Two months later, Mike was no longer mobile.  He couldn’t walk.  I brought him breakfast, lunch, and dinner on a tray from the chow hall beneath the suspicious gaze of the guards who were convinced I was actually trying to double up on meals. I fetched the nurse to make sure he got his meds, and the cops just thought I was trying to get the pills for myself.

Mike continued to get worse.  He cried to himself on his bunk because he was in so much pain.  He often fell down trying to get to the toilet at night.  I would catch him when I could but I wasn’t always there, in time or at all.  I’ll never forget the look of shame on his face when he opened his first pack of adult diapers.  Day by day, I felt like Mike was slipping away and I felt powerless to do anything about it.

The fellas on the yard told me that I needed to move out of that cell for my own well being.  You see, if Mike died while I was living with him, the guards would assume that there was foul play; I would go to the hole until an autopsy cleared me of any potential murder beef.  I would lose my job in the welding shop. My classification hearing would get delayed which meant my actual release date could end up being further out.

I spoke with my homeboys to see if there was any way I could talk to the cops about what was happening but that was a no go.  It could be misconstrued as snitching, even if well intended.  I talked with my most trusted friends and they, too, thought I should take care of myself and move out.  But none of these people knew Mike.  To them, he was just that guy that lived with me.

I decided to stay in the cell with him.  Of course, I was scared.  I was scared of the idea that Mike might die in the cell with me there and I was scared of the idea of going to the hole and having my whole program fucked up.  But I think I was more fearful of what it would feel like to move out, abandoning him to whatever knucklehead may end up in the cell with him.  Would he bring him his food?  Would he help him out?  Would he tolerate the multiracial Jehovah’s Witness crowd that sometimes gathered outside the cell to check on him?

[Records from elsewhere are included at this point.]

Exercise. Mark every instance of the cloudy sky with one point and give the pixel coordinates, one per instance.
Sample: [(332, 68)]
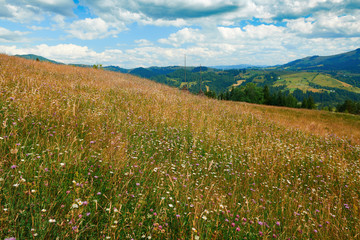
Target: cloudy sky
[(133, 33)]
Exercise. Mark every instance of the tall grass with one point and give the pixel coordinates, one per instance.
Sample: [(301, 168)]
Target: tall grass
[(90, 154)]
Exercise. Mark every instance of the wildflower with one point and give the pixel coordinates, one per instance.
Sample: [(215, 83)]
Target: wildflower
[(75, 205)]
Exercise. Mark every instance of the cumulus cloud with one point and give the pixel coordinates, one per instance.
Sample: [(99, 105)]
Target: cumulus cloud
[(186, 35), (92, 28), (28, 10), (11, 36), (327, 25)]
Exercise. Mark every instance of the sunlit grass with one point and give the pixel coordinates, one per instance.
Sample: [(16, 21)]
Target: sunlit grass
[(89, 154)]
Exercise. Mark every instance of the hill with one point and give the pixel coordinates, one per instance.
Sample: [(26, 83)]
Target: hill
[(328, 80), (349, 61), (92, 154), (36, 57)]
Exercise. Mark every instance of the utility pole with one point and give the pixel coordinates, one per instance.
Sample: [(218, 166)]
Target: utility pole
[(185, 86), (200, 91)]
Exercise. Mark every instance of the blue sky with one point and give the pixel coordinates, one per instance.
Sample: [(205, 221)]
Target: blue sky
[(134, 33)]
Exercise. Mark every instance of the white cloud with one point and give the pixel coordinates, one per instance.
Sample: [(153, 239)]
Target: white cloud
[(327, 25), (183, 36), (143, 42), (89, 29), (34, 10), (11, 36)]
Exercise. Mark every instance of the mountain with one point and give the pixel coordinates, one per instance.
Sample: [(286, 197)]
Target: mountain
[(92, 154), (240, 66), (36, 57), (116, 69), (349, 61)]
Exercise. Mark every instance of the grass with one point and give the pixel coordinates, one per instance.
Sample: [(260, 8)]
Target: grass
[(90, 154), (301, 81)]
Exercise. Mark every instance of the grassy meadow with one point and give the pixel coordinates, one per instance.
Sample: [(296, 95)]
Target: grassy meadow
[(91, 154)]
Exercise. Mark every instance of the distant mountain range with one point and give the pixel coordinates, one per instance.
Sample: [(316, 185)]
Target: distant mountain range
[(349, 61), (330, 80), (36, 57)]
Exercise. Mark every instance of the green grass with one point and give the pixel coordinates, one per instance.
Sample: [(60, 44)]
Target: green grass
[(301, 81), (89, 154)]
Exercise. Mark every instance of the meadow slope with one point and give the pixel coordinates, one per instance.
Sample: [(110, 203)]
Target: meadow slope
[(91, 154)]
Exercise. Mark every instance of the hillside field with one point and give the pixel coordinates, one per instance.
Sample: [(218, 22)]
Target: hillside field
[(92, 154)]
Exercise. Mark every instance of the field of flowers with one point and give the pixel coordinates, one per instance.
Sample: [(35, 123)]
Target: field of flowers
[(90, 154)]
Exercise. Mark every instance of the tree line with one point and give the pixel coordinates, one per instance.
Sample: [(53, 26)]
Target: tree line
[(252, 93)]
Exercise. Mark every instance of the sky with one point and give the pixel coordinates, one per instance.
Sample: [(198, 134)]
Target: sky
[(144, 33)]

So, I stayed.  And one locked-down afternoon, I discovered Mike motionless and breathless in the cell with me. His arm, hanging over the edge of his bunk, hadn’t moved in a couple hours.  I couldn’t see his face because he covered up his respirator with a towel while he slept.  I shook his foot and no response.  I yelled his name and nothing.  Finally, I walked up to the head of his bunk and removed the towel, only to see his purple face with the CPAP strapped to it, bubbles blowing from his mouth.

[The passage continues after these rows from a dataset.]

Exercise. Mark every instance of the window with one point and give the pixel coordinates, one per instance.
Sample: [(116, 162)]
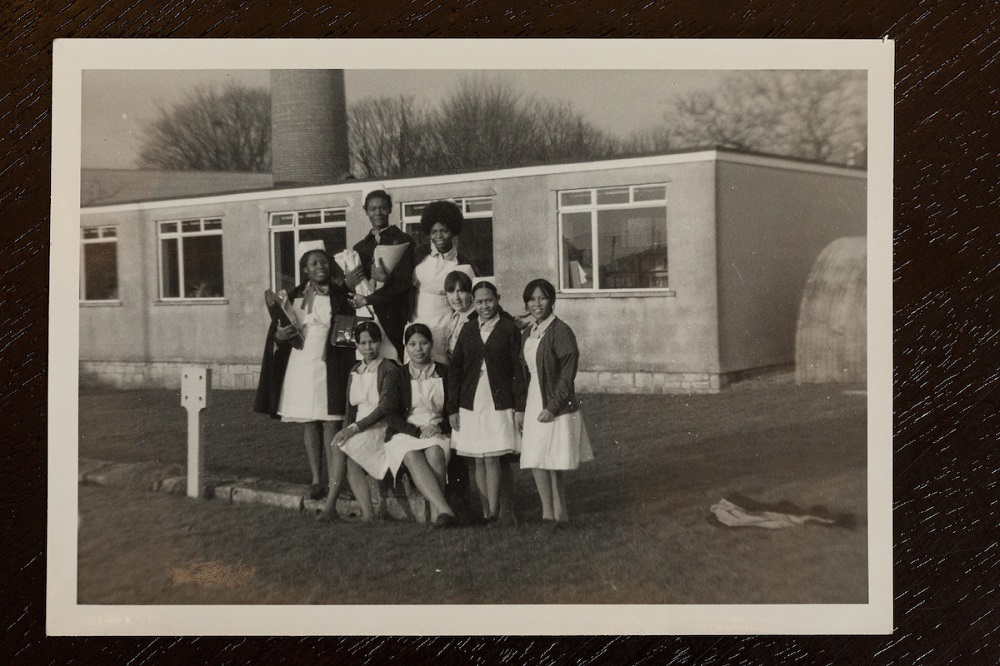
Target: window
[(476, 240), (291, 228), (191, 259), (99, 281), (613, 238)]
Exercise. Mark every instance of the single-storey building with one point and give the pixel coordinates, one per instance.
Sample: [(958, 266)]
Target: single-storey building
[(678, 272)]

“MAN DOWN!” I yelled from my cell until the cops, nurses, and gurney showed up.  They used a sheet to drag his pale blue body off of the bunk, out of the cell, and onto the tier.  A nurse pronounced him dead by swiping her fingers across her throat. The cop standing next to me quietly uttered, “Snap crackle pop”.

I was escorted away in handcuffs and locked into a coffin-sized, plexiglass-lined cage,  pending transfer to the hole.  Anxiety had the best of me. I  raged with all the selfishness of somebody who saw the immediate future and dreaded all of it. I struggled to find my breath and had to squeeze to the bottom of the cage where there was air.

Four anxiety-ridden hours I remained in the cage.  A guard finally approached and I was set free to return to my cell.  “Go pack up your cellee’s shit,” he told me.

“Why?” I asked.

“Because somebody brought him back to life in the ambulance.  You didn’t kill him because he ain’t dead now.  You’re a lucky motherfucker,” the guard said nonchalantly.

I learned later that Mike is brain dead.  A vegetable.  In a sick twist of fate, Mike got the emergency medical transfer he so desperately needed. He was hooked up to life-support in order to serve out the remainder of his life sentence.  If he could remember anything, his last waking moment was me bringing him breakfast.  Scrambled eggs, tortillas, and salsa.